Essays on the Gita -Sri Aurobindo
Second Series : Chapter 12
The Way and the Bhakta
In the lower ignorant consciousness of mind, life and body there are many dharmas, many rules, many standards and laws because there are many varying determinations and types of the mental, vital and physical nature. The immortal Dharma is one; it is that of the highest spiritual divine consciousness and its powers, para ̄ prakr.tih.. It is beyond the three gunas, and to reach it all these lower dharmas have to be abandoned, sarva-dharman parityajya. Alone in their place the one liberating unifying consciousness and power of the Eternal has to become the infinite source of our action, its mould, determinant and exemplar.

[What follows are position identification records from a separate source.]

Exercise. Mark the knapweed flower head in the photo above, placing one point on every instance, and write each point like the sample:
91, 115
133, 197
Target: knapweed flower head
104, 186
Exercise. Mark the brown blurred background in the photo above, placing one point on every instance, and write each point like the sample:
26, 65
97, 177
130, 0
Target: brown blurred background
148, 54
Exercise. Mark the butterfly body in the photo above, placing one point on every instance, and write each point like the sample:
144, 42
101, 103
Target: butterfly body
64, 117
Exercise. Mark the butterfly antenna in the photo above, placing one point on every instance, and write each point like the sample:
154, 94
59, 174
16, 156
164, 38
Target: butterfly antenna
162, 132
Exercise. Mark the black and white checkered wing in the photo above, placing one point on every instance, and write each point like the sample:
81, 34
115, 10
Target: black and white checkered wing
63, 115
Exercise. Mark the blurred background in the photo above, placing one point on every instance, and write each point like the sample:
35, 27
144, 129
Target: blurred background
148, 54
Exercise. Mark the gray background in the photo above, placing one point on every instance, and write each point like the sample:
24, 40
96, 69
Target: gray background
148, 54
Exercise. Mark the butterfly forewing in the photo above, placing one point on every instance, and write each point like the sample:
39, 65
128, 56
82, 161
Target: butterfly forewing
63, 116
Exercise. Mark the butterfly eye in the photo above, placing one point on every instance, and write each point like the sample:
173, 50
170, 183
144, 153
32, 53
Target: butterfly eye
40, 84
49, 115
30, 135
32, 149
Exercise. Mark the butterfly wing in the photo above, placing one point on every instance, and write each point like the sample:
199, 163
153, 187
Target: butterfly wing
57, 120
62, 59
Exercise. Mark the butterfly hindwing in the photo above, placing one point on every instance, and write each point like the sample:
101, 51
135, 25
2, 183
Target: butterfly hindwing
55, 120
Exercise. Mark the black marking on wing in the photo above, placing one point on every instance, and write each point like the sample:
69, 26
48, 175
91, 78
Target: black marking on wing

To rise out of our lower personal egoism, to enter into the impersonal and equal calm of the immutable eternal all-pervading Akshara Purusha, to aspire from that calm by a perfect self-surrender of all one’s nature and existence to that which is other and higher than the Akshara, is the first necessity of this Yoga. In the strength of that aspiration one can rise to the immortal Dharma. There, made one in being, consciousness and divine bliss with the greatest Uttama Purusha, made one with his supreme dynamic nature-force, sva prakrtih. the liberated spirit can know infinitely, love illimitably, act unfalteringly in the authentic power of a highest immortality and a perfect freedom. The rest of the Gita is written to throw a fuller light on this immortal Dharma.